Guillaume Gontard, président du groupe écologiste, se place justement sur le plan de l’intérêt général, et pointe le fait qu’« un élu ou un conseil municipal pourra décider pour tout le reste ». Pour ce qui est de l’impact visuel, « bah oui, une éolienne, ça se voit. Car produire de l’énergie a un impact. Trouvez-moi un moyen de produire de l’énergie qui a zéro impact. Une centrale nucléaire, ça a un impact. Un impact sur cent mille ans », lance le sénateur de l’Isère. On le voit, l’atome est aussi la question sous-jacente de ce débat.

« Si nous voulons réussir l’éolien, il faudra que les populations et leurs représentants soient mis en situation de pouvoir se les approprier », prévient le sénateur PCF des Côtes-d’Armor, Gérard Lahellec. Son groupe avait déposé aussi un amendement donnant un droit de veto à la commune, avant de le retirer durant les débats. Le sujet n’est à l’évidence pas forcément une opposition classique gauche/droite.

Barbara Pompili veut « une cartographie » des lieux d’implantation possibles et des objectifs par région

Dans ce débat, la ministre de la Transition écologique, Barbara Pompili, a clairement choisi son camp. Elle s’oppose sans équivoque à toute idée de veto de la commune, « convaincue qu’on doit mettre dans le débat un peu plus de raison et un peu moins de passion ». Reconnaissant le « sentiment d’encerclement, car il n’y a pas eu suffisamment de concertation sur l’implantation » à certains endroits, la ministre entend « concilier nos impératifs d’évolution de notre mix énergétique » et celui de « préserver notre patrimoine culturel mais aussi naturel ».

Les préfets seront ainsi chargés d’élaborer « une cartographie » dans chaque département, « qu’on sache où il est possible de mettre des éoliennes, et là où ce n’est pas possible ». La ministre évoque « évidemment » la nécessité du vent, mais aussi « là où il n’y a pas de radar, notamment militaire, on a un sujet sur cette question, là où il n’y a pas d’aérien », ou encore la question des « chauves-souris, qui sont très perturbées par les éoliennes ».
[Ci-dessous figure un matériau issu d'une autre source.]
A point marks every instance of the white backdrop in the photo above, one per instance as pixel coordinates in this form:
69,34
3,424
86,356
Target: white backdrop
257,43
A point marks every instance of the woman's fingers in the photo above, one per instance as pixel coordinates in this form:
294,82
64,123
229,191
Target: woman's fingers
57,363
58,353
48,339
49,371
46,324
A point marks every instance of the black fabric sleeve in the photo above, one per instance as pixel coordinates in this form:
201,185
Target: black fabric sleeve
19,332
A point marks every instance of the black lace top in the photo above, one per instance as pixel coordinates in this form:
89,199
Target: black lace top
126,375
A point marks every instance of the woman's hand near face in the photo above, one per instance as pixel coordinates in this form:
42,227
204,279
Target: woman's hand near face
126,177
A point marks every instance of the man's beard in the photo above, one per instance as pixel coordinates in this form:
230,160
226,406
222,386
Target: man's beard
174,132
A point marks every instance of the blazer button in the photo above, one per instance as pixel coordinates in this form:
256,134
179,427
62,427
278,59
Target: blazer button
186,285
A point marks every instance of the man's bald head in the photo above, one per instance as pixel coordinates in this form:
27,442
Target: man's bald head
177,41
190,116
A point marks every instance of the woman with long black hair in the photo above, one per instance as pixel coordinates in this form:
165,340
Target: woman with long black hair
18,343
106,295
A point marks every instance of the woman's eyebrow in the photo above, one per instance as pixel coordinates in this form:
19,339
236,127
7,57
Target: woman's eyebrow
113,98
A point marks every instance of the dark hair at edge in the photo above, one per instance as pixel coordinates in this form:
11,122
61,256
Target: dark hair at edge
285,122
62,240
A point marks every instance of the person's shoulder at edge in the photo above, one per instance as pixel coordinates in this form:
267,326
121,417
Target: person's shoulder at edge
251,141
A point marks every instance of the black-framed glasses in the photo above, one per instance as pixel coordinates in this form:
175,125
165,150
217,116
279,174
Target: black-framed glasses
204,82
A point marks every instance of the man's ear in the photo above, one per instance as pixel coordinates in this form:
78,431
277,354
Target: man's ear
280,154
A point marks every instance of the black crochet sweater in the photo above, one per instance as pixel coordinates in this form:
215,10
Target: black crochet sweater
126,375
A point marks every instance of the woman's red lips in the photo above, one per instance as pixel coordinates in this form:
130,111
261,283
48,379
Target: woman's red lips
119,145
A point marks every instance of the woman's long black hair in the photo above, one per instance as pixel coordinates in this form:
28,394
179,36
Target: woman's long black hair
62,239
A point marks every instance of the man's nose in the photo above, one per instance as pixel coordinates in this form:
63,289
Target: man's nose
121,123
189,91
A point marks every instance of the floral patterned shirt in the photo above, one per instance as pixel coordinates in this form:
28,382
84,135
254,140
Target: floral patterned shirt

Second élément : une « déclinaison par région de nos objectifs de programmation pluriannuelle de l’énergie. On donne des objectifs, mais on ne définit pas du tout comment ils se mettent en place sur nos territoires. […] Cela permet aussi à chaque région de prendre sa part. C’est normal qu’il y ait une répartition ». Entre la cartographie et les objectifs, « ce sera plus facile de déterminer, en concertation, là où il faut mettre des éoliennes », veut croire Barbara Pompili. En revanche, « donner un droit de veto, c’est toujours un danger », prévient-elle. Elle « préfère la concertation » à un « verrou ».

L’écologiste Ronan Dantec raille « des élus qui vont dans le sens du vent… »

La proposition de la ministre n’a pas réussi à faire redescendre la température. Ronan Dantec, à nouveau, pointe l’amendement LR, « une position totalement décliniste d’un pays qui tourne le dos à son histoire gaulliste, […] avec des élus qui sont totalement perdus et qui vont dans le sens du vent… » Une invocation du « général » qui passe mal pour Stéphane Piednoir, sénateur LR du Maine-et-Loire, qui « préfère la consultation plutôt que des acharnés qui bloquent des projets comme à Notre-Dame-des-Landes ! » Etienne Blanc s’étonne lui que les écolos refusent les référendums sur les éoliennes quand ils le demandent sur le nucléaire.

« J’ai l’impression que la droite de cet hémicycle est devenue décroissante », raille à son tour Guillaume Gontard. « Je ne peux pas accepter ce genre de propos », rétorque la rapporteur LR, Marta de Cidrac. « Ce n’est pas la peine de vous traiter de quoi que ce soit », tente de ramener le calme le sénateur LR Roger Karoutchi, qui préside la séance avec son calme habituel. « On est dans un débat stérile », soupire son collègue LR Patrick Chaize, qui propose que le Sénat planche sur « des travaux sur l’empreinte des énergies renouvelables… et pourquoi pas du nucléaire. Ça pourrait éclairer nos débats ». Et peut-être rendre l’ambiance moins électrique la prochaine fois.